Two reports this week prove that you don't have to be a PR maven to score headlines and buzz -- you just have to hold enough budget to buy your way in.
Earlier this week, in what you might call a grand statement of the obvious, Nielsen BuzzMetrics reported that marketers can, in fact, buy their way into WOM. According to their press release:
After analyzing blog buzz volume, ad spending, purchase intentions and actual product sales, Nielsen found the best predictor of buzz for newly launched consumer-packaged goods (CPG) is a large advertising budget...

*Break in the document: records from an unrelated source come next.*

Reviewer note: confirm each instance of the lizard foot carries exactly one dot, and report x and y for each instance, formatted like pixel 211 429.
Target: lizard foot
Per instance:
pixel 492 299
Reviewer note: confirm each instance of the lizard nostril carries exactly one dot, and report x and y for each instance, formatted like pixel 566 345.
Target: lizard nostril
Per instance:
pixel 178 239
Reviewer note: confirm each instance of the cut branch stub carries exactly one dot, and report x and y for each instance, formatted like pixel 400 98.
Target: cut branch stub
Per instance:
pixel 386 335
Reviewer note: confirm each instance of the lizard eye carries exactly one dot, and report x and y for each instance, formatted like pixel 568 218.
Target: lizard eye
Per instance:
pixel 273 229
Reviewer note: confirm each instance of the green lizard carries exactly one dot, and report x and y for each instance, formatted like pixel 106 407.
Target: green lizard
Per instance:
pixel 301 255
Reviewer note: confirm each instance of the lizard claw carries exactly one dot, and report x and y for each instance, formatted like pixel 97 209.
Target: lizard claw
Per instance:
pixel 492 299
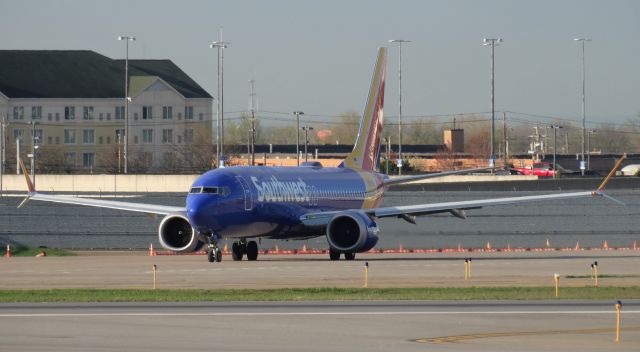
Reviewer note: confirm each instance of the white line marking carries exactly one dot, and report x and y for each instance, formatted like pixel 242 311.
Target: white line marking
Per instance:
pixel 249 314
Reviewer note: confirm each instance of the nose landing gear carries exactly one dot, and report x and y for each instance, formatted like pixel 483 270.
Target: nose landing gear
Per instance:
pixel 242 247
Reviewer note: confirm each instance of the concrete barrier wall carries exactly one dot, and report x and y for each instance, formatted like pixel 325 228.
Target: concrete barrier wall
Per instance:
pixel 168 183
pixel 102 183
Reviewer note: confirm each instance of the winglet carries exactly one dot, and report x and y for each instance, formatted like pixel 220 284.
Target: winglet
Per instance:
pixel 611 173
pixel 30 186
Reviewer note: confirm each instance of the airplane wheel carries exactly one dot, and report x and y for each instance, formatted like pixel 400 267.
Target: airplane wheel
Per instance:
pixel 236 251
pixel 252 250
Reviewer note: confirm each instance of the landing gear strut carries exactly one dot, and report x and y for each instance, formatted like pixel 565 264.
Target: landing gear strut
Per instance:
pixel 335 255
pixel 214 254
pixel 242 247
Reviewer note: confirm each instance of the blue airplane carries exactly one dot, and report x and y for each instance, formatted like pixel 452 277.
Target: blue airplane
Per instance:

The study evaluated nearly 80 new CPG products across several subcategories, launched in the U.S. between 2005 and 2006. On average, the top 10% of products with the most buzz, spent nearly $20 million on paid media for the launch. In contrast, the companies that generated the next 40% of blog buzz spent an average of $15 million and the companies that generated the bottom 50% spent an average of only $5 million.
In another blow to hard-working PR firms everywhere, PR Week (via MarketingCharts) reports that 17% of senior marketers have bought advertising in exchange for ink. (Shocker.) Others admitted securing their media placements with gifts, or paying for favorable coverage.
The difference between these two reports is that there is, of course, nothing unethical about generating buzz with a brilliant ad campaign. If you're buying billboards on Times Square with smiling tushes on them, let's face it...people are going to talk and blog about it. You've created some news.
The PR Week study highlights a crisis in ethics and a serious misunderstanding of PR on the part of certain marketing professionals and editors. I've certainly talked to advertising sales people who have suggested that my odds for editorial placement would certainly be greater if I were an advertiser -- just as my odds of securing a speaking gig at certain industry events are increased by a sponsorship. And, having a fairly solid background in PR, this always struck me as a little slimey.
Hopefully, this PR Week report will encourage marketers to establish a code of ethics for press relations -- and maybe some of those editors will straighten up and fly right, too. At the very least, we should all see the value in a good PR or media relations professional. Getting your name in the headlines should be the result of hard work and earned merit -- not a hefty advertising budget.